Earlier this month, we had reported that ZTE was fined a settlement pay of $892 million for violating U.S. laws by selling its products in restricted regions like Iran and North Korea. It was fined not only for violating the U.S. laws, but also for making false statement by claiming not guilt initially. This has caused the company to encounter a massive net loss for the last quarter of 2016.
The Chinese telecommunications equipment manufacturer ended up with a net loss of $760 million. It means that without the fine, ZTE would have recorded a net profit of $132 million in the final quarter of 2016. For the same period, the company was expected to make a profit of $557 million.
In the third quarter of the previous year, it had posted a profit of $158 million. However, because of the huge fine, ZTE has met with a $343 million loss for the entire year of 2016. Without the fine, it would have gained a profit of around $557 million. In other words, it would have earned an increased profit of around 19.2 percent compared to the revenue it generated in 2015.

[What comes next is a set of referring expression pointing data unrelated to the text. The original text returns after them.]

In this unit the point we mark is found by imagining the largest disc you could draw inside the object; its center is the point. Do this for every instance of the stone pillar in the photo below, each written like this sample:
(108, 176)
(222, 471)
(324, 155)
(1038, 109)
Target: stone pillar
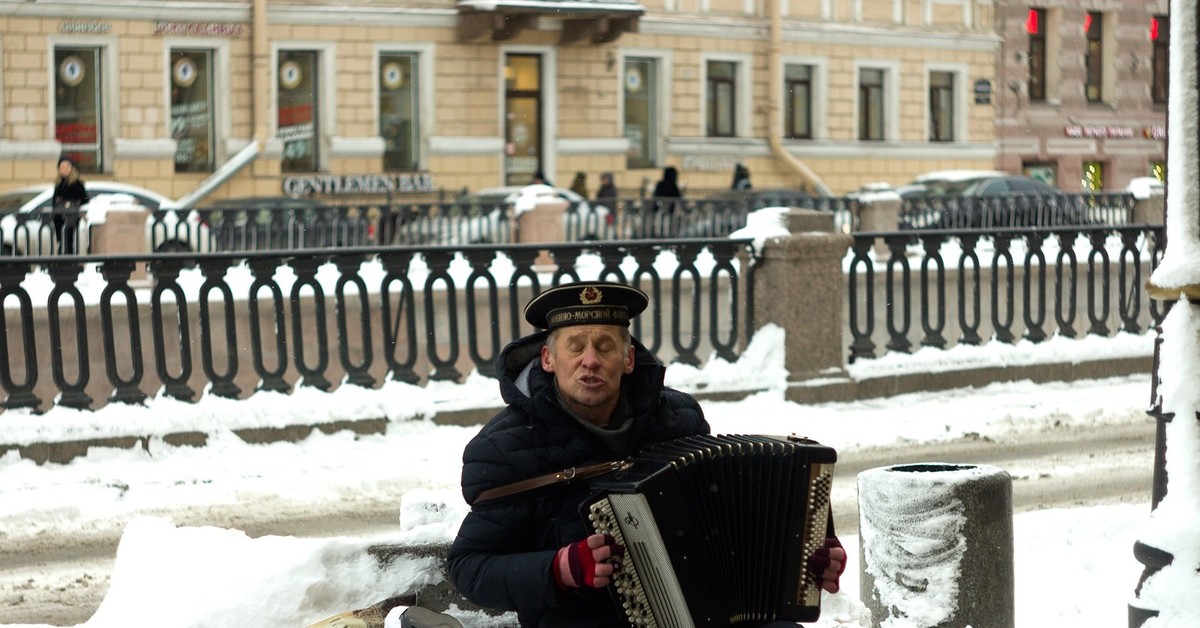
(1149, 210)
(119, 227)
(879, 213)
(799, 286)
(544, 222)
(936, 545)
(1168, 545)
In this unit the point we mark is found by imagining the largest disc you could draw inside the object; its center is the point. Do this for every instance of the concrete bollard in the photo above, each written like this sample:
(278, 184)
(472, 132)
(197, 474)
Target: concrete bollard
(936, 545)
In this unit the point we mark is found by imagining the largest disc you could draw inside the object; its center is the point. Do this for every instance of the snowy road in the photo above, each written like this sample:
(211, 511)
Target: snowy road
(60, 579)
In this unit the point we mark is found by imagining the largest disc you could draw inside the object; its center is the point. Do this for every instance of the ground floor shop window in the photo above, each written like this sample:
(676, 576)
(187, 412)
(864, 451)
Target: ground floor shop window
(192, 120)
(397, 111)
(78, 112)
(298, 111)
(798, 90)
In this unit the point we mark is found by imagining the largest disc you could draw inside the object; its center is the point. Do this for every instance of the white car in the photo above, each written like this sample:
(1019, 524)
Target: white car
(27, 227)
(582, 221)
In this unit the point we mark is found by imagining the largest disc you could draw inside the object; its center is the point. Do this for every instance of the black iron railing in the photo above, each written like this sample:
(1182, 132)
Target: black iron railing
(232, 323)
(1017, 210)
(1073, 281)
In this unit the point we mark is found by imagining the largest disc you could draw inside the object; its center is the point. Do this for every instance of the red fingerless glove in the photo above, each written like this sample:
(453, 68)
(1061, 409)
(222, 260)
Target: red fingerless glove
(820, 562)
(586, 563)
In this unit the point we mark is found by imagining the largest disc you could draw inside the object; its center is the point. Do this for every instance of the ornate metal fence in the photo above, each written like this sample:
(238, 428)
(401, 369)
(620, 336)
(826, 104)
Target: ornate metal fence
(969, 280)
(233, 323)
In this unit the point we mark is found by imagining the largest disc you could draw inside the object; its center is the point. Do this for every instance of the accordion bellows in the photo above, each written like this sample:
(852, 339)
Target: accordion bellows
(718, 528)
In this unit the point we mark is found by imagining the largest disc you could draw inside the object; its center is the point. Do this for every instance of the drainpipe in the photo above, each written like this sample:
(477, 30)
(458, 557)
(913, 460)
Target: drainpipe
(773, 106)
(262, 59)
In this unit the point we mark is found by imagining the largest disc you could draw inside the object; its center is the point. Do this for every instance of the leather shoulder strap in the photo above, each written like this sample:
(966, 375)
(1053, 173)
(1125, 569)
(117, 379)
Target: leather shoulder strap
(567, 474)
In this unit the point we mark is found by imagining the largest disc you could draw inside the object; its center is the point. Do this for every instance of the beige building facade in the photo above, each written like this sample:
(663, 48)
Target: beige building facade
(1083, 97)
(204, 100)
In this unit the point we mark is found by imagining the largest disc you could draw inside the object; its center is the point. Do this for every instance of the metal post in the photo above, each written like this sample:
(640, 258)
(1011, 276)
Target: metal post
(1168, 545)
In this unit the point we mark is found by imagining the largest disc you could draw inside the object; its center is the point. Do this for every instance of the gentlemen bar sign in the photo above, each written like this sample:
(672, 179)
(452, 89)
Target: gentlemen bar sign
(408, 183)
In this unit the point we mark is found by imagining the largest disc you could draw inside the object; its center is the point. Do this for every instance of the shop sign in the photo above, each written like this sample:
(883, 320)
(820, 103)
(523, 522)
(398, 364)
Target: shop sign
(983, 91)
(708, 162)
(1155, 132)
(1099, 131)
(199, 29)
(358, 184)
(85, 28)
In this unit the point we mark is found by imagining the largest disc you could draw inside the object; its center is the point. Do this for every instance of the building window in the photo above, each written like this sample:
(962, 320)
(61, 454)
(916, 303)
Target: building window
(641, 112)
(941, 107)
(1161, 36)
(1035, 25)
(798, 85)
(78, 115)
(397, 111)
(1047, 173)
(870, 105)
(523, 149)
(1093, 23)
(298, 113)
(192, 121)
(721, 79)
(1093, 177)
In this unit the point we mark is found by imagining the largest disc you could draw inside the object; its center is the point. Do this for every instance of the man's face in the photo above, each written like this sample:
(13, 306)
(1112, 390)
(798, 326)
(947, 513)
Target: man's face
(588, 363)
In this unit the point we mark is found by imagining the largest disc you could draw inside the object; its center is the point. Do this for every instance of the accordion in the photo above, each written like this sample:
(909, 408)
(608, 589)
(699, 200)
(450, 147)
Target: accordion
(718, 530)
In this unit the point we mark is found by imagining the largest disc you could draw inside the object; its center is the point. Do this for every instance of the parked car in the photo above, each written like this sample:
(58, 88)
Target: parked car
(274, 222)
(724, 213)
(984, 199)
(27, 227)
(489, 215)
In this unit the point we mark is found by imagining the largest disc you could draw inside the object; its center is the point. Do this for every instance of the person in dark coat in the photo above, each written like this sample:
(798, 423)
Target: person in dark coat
(741, 178)
(669, 186)
(70, 196)
(607, 193)
(580, 392)
(666, 195)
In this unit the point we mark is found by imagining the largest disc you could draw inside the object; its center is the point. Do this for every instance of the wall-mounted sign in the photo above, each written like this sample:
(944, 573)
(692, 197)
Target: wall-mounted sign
(1099, 131)
(407, 183)
(87, 28)
(708, 162)
(983, 91)
(1155, 132)
(199, 29)
(71, 71)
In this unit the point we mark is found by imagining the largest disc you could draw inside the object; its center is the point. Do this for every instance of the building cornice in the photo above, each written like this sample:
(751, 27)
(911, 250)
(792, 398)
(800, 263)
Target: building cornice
(749, 28)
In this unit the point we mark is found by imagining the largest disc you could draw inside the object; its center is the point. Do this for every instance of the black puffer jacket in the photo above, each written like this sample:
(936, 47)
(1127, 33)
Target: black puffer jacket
(503, 554)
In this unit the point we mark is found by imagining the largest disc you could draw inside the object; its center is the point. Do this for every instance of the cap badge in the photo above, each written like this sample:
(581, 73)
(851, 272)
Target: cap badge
(591, 295)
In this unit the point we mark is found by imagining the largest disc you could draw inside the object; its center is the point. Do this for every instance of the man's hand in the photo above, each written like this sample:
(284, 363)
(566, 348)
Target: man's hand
(828, 563)
(587, 563)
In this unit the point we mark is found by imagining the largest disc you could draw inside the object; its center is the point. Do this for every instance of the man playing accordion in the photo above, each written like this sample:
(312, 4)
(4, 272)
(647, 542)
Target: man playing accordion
(580, 393)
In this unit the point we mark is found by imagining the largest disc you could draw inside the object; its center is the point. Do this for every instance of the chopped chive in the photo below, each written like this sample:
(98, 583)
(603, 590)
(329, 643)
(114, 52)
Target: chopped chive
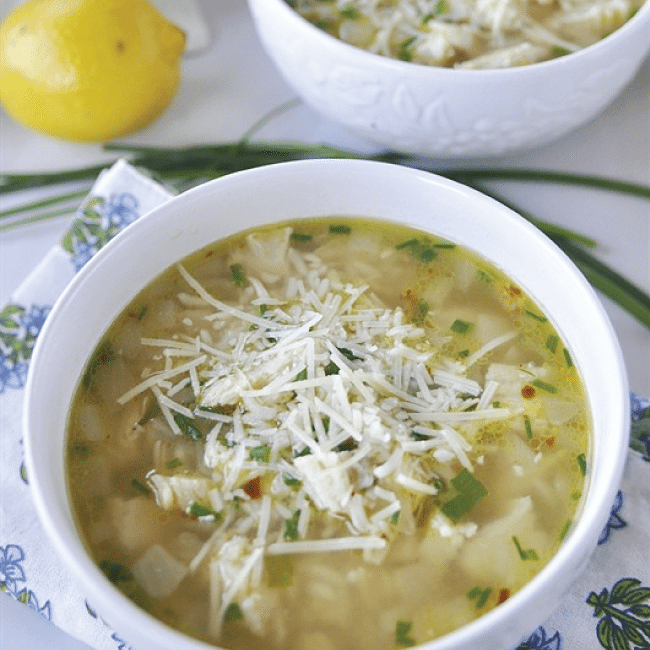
(552, 342)
(331, 369)
(485, 594)
(348, 354)
(299, 236)
(140, 487)
(409, 243)
(187, 427)
(460, 326)
(567, 358)
(349, 444)
(233, 613)
(291, 481)
(261, 454)
(558, 50)
(427, 255)
(442, 7)
(291, 527)
(174, 463)
(402, 634)
(538, 317)
(480, 595)
(544, 385)
(470, 492)
(403, 53)
(528, 427)
(115, 571)
(104, 355)
(349, 12)
(238, 275)
(422, 310)
(528, 554)
(199, 510)
(565, 529)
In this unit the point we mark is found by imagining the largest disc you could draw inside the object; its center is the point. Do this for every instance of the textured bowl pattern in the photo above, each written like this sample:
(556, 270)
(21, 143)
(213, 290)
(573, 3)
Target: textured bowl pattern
(445, 112)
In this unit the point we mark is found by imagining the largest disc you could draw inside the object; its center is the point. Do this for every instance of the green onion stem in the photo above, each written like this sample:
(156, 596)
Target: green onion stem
(546, 176)
(602, 277)
(182, 168)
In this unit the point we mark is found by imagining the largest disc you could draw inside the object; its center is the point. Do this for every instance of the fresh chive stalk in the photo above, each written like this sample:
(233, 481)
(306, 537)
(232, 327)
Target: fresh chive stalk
(185, 167)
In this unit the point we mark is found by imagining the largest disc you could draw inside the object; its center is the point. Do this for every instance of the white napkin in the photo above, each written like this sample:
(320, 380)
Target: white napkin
(608, 607)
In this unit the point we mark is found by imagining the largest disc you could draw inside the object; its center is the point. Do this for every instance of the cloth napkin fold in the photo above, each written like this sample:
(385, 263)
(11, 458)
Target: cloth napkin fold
(608, 607)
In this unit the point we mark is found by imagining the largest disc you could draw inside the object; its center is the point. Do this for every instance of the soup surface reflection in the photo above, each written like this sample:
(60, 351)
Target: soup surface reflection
(329, 433)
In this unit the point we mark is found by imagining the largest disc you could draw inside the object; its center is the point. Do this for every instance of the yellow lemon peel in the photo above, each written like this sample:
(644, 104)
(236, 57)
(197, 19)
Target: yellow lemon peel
(88, 70)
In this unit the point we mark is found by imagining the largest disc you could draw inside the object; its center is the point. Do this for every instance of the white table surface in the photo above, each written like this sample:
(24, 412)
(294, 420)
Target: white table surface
(231, 84)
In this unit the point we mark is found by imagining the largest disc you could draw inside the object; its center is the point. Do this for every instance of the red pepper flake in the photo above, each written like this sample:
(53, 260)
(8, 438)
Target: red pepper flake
(504, 594)
(253, 488)
(528, 391)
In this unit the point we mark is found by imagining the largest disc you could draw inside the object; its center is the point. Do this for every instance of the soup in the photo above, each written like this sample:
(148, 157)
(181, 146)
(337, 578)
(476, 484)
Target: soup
(468, 33)
(328, 433)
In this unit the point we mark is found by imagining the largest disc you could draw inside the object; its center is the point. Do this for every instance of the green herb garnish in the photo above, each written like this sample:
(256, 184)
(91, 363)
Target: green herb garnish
(185, 167)
(140, 487)
(565, 529)
(403, 52)
(479, 595)
(340, 229)
(200, 510)
(536, 316)
(544, 385)
(528, 554)
(470, 492)
(552, 343)
(442, 7)
(299, 236)
(115, 571)
(291, 481)
(349, 13)
(403, 634)
(460, 326)
(528, 427)
(238, 275)
(567, 358)
(261, 454)
(174, 463)
(188, 427)
(291, 527)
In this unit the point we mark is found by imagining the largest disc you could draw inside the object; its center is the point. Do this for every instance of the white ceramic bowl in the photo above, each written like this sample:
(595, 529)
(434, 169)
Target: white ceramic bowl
(441, 111)
(320, 188)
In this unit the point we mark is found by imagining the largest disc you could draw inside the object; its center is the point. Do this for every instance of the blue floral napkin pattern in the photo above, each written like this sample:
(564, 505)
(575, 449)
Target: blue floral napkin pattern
(608, 607)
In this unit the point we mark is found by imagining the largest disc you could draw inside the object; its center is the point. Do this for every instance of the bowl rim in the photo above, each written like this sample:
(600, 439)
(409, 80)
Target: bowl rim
(399, 66)
(87, 573)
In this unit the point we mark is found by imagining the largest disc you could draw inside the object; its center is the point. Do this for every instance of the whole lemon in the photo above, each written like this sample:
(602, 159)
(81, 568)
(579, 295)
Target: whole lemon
(88, 70)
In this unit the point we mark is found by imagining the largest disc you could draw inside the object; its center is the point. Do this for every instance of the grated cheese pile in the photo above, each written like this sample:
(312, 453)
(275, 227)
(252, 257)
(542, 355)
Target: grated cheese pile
(336, 407)
(469, 33)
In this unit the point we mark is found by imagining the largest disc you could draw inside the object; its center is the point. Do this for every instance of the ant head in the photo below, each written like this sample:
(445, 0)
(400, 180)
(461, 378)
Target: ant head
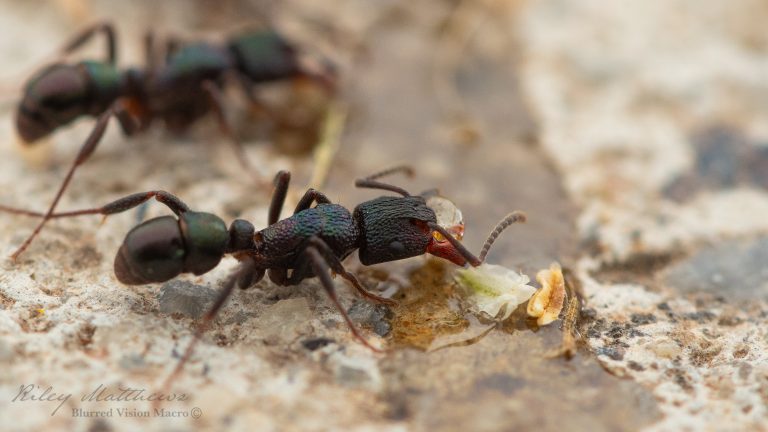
(449, 217)
(162, 248)
(53, 97)
(394, 228)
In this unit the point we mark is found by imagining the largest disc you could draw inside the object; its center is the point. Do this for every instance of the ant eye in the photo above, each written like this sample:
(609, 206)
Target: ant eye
(397, 247)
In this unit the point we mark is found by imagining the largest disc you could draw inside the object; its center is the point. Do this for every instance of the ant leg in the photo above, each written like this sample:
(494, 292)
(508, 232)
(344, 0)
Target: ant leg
(338, 267)
(405, 169)
(246, 274)
(150, 59)
(371, 182)
(282, 180)
(216, 100)
(118, 206)
(85, 151)
(85, 35)
(310, 196)
(320, 267)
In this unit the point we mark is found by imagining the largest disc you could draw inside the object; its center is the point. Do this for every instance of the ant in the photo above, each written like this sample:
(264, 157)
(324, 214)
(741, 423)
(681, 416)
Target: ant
(178, 92)
(312, 242)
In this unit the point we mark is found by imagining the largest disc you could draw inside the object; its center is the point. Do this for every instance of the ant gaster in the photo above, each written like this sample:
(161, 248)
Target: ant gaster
(311, 242)
(184, 88)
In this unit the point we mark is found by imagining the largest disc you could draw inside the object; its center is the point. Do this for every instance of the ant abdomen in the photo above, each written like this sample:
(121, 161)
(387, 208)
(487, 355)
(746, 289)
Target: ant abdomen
(162, 248)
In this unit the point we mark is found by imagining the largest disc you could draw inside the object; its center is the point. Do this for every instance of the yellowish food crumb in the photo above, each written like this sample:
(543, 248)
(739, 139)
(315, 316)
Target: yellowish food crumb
(547, 302)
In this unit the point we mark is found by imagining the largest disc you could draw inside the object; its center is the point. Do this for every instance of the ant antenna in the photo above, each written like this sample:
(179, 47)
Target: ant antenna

If the company does not adhere to the conditions of the settlement, it will have to pay $300 million more. The agreement became effective from March 22. However, a positive thing for ZTE is that its quarter-to-quarter revenues increased by 24.6 percent and its year on year profits have rose by 1 percent.
In the U.S. ZTE is the fourth largest smartphone vendor and its smartphones are available through AT&T, T-Mobile and Sprint. The Chinese company is also working with leading U.S. companies such as Intel, Microsoft, and Qualcomm. However, if it fails to fulfill the conditions of the agreement, the U.S. government may ban ZTE from working with U.S. companies.
The Chinese firm has recently announced the all new Blade V8 series of smartphones earlier in this year and it is also recently launched the Nubia M2 phone. It is also rumored to release an entry-level ZTE Quartz smartwatch in the near future.